Monday, June 15, 2009

My Funny Man is Going Home And That Sinking Feeling.

I spend today with my friend 'Funny Man'. He told me that he is going home to New Zealand in two months time and ending his four years of traveling around the world. The news shocked me quite a bit. It makes me feels like I lost a friend.

Although, in truth, we will still keep in touch so we will still be friend. Except that it will be quite a while before I see him in person again.

I also help him located the washing hose so he can buy one for his apartment back in Wellington. He really love it as the way to clean up after the deed was done. I hope he will be able to install it easily back home.

I am going to miss him. He is very funny, fun to hang out with and fun to talk with. He did invited me to visit him in his hometown and that I can stay at his place. I think I will take him up on that in a couple of years time.

Lately I have been plagued by the 'Don't Want to Go to Work' feelings. Which I think, was triggered because of my soon to be boss. He reminded me over the phone, when we were discussing other issues, that he wants me to start working at the HQ next month.

My heart and mood sank when he said that.

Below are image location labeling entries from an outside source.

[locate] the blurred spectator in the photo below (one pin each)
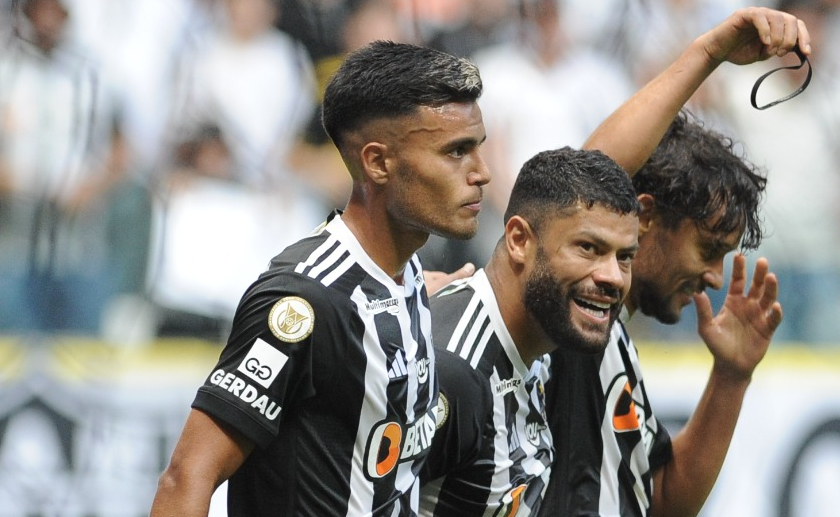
(796, 142)
(542, 91)
(478, 24)
(213, 234)
(253, 81)
(56, 167)
(315, 160)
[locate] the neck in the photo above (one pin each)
(388, 247)
(509, 288)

While I knew that this is inevitable, it still hitting me harder than I though it would. I guess I am mentally not still want this to happen. I did not expect the sinking feeling to occurred. It seems that I was put this out of my mind until it hit me again.

When I tell my current boss of this, he said that it wasn't the IT manager's decision to make but rather the higher level manager. So we will see when will that happen. But we both agreed that it would not be for our best interests to prolong this more than it should.

I suppose it will be ok once the move happen since then I will accept that it actually happen and not just looming around the corner, making me worried like this.

I know that I am lucky that I still have a job, a decent paying one in fact. One that it allows me both financially and enough free time to start traveling. Yet my feeling is not in the best of mood to appreciate that. I will tough it out and see what happens.